Pudiera suceder también que la ambivalencia, comprobada en la relación del
sujeto infantil con los padres, dependiera exclusivamente de la bisexualidad,
no siendo desarrollada de la identificación, como antes expusimos, por la
rivalidad.
A
mi juicio, obraremos acertadamente aceptando, en general, y sobre todo en los
neuróticos, la existencia del complejo de Edipo completo. La investigación
psicoanalítica nos muestra que en un gran número de casos desaparece uno de los
componentes de dicho complejo, quedando sólo huellas apenas visibles. Queda así
establecida una serie, en uno de cuyos extremos se halla el complejo de Edipo
normal, positivo, y en el otro, el invertido, negativo, mientras que los
miembros intermedios nos revelan la forma completa de dicho complejo, con
distinta participación de sus dos componentes. En el naufragio del complejo de
Edipo se combinan de tal modo sus cuatro tendencias integrantes, que dan
nacimiento a una identificación con el padre y a una identificación con la
madre. La identificación con el padre conservará el objeto materno del complejo
positivo y sustituirá simultáneamente al objeto paterno del complejo invertido.
Lo mismo sucederá, mutatis mutandis, con la identificación con la madre. En la
distinta intensidad de tales identificaciones se reflejará la desigualdad de
las dos disposiciones sexuales. De este modo podemos admitir como resultado
general de la fase sexual, dominada por el complejo de Edipo, la presencia en
el «yo» de un residuo, consistente en el establecimiento de estas dos
identificaciones enlazadas entre sí. Esta modificación del «yo» conserva su
significación especial y se opone al contenido restante del «yo» en calidad
ideal del «yo» o «superyó».
Pero
el superyó no es simplemente un residuo de las primeras elecciones de objeto
del Ello, sino también una enérgica formación reactiva contra las mismas. Su
relación con el yo no se limita a la advertencia: «Así -como el padre- debes
ser», sino que comprende también la prohibición: «Así -como el padre- no debes
ser: no debes hacer todo lo que él hace, pues hay algo que le está
exclusivamente reservado.» Esta doble faz del ideal del yo depende de su
anterior participación en la represión del complejo de Edipo, e incluso debe su
génesis a tal represión. Este proceso represivo no fue nada sencillo. Habiendo
reconocido en los padres, especialmente en el padre, el obstáculo opuesto a la
realización de los deseos integrados en dicho complejo, tuvo que robustecerse
el yo para llevar a cabo su represión, creando en sí mismo tal obstáculo.

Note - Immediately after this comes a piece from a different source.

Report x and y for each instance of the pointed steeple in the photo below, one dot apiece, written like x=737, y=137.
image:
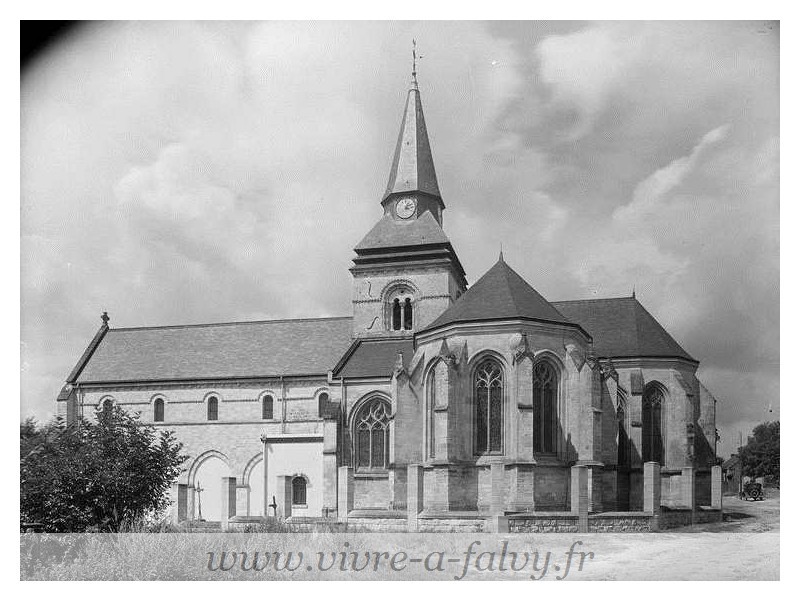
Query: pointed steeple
x=412, y=167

La
energía necesaria para ello hubo de tomarla prestada del padre, préstamo que
trae consigo importantísimas consecuencias. El superyó conservará el carácter
del padre, y cuanto mayores fueron la intensidad del complejo de Edipo y la
rapidez de su represión (bajo las influencias de la autoridad, la religión, la
enseñanza y las lecturas), más severamente reinará después sobre el yo como
conciencia moral, o quizá como sentimiento inconsciente de culpabilidad. En
páginas ulteriores expondremos de dónde sospechamos que extrae el superyó la
fuerza necesaria para ejercer tal dominio, o sea, el carácter coercitivo que se
manifiesta como imperativo categórico.
Esta
génesis del superyó constituye el resultado de dos importantísimos factores:
biológico uno y de naturaleza histórica el otro: de la larga indefensión y
dependencia infantil del hombre y de su complejo de Edipo, al que hemos
relacionado ya con la interrupción del desarrollo de la libido por el período
de latencia, o sea, con la división en dos fases de la vida sexual humana. Esta
última particularidad, que creemos específicamente humana, ha sido definida por
una hipótesis psicoanalítica como una herencia correspondiente a la evolución
hacia la cultura impuesta por la época glacial. La génesis del superyó, por su
diferenciación del yo, no es, ciertamente, nada casual, pues representa los
rasgos más importantes del desarrollo individual y de la especie. Creando una
expresión duradera de la influencia de los padres eterniza la existencia de
aquellos momentos a los que la misma debe su origen. Se ha acusado infinitas
veces al psicoanálisis de desatender la parte moral, elevada y suprapersonal
del hombre. Pero este reproche es injusto, tanto desde el punto de vista
histórico como desde el punto de vista metodológico. Lo primero, porque se
olvida que nuestra disciplina adscribió desde el primer momento a las
tendencias morales y estéticas del yo el impulso a la represión. Lo segundo,
porque no se quiere reconocer que la investigación psicoanalítica no podía
aparecer, desde el primer momento, como un sistema filosófico provisto de una
completa y acabada construcción teórica, sino que tenía que abrirse camino paso
a paso por medio de la descomposición analítica de los fenómenos, tanto
normales como anormales, hacia la inteligencia de las complicaciones anímicas.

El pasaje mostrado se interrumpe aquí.